The mystery of what is generally considered to be the greatest of the missing treasures of Europe may be about to be solved.
Two rival teams in Germany and Lithuania believe they have located the Russian Czar's Amber Room, which was looted by the Nazis during World War II.
The Amber Room - often described as the "Eighth Wonder of the World" - is currently valued at about $250m.
It consisted of 100,000 pieces of carved amber panelling covering 55 square metres.
It was commissioned by Frederick I of Prussia in 1701, and later was presented to the Russian Czar Peter the Great.
It decorated the Catherine Palace, near St Petersburg, until September 1941 when invading German troops carried it off to Königsberg in East Prussia (now the Russian city of Kaliningrad).
But, when towards the end of the war, the Soviet Army recaptured the city, all traces of the Amber Room had vanished. And the mystery begun.
Hidden in a silver mine
For five decades the KGB, the Stasi and many others have failed in the search.
But now, the German investigator Helmut Gaensel says he has found the spot where the treasure is hidden.

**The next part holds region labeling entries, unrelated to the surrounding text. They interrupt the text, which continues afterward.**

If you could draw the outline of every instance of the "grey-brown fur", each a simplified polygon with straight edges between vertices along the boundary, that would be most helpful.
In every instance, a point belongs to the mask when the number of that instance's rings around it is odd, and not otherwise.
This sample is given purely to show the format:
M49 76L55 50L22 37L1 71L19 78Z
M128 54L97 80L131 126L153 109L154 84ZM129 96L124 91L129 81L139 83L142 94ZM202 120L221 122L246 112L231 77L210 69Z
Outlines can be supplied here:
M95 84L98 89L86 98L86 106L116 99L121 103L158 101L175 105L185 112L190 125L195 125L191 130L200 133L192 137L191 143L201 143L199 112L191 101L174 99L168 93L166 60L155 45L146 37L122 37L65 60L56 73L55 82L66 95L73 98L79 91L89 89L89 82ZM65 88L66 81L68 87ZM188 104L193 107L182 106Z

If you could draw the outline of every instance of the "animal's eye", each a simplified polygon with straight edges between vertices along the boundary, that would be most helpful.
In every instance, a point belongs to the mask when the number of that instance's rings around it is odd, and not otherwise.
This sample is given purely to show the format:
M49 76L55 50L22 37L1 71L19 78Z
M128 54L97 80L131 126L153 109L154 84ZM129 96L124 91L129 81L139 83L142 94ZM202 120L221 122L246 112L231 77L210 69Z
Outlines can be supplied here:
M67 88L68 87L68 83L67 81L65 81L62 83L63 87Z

Former SS officers, living now in Brazil told him it was buried in a silver mine, 100 km south of Berlin and locals talk of great activity around the mine in April 1945.
Gaensel hopes that a tunnel he will open later this year will lead him to the Amber Room.
Buried in a lagoon
However, other investigators believe the Nazis did not remove the treasure from Konigsburg, but hid it on the shores of the Baltic Sea.
Stasys Mikelis, the Mayor of the Lithuanian town of Neringa, believes that the Amber Room is buried under the murky waters of a lagoon close to his town.
He says the SS were seen towards the end of the war trying to hide wooden crates on the shoreline. The rise in the water level eventually covered the hiding place.
Both research teams are intensifying their search, hoping to have by the end of the year the solution to a 50 year-old mystery.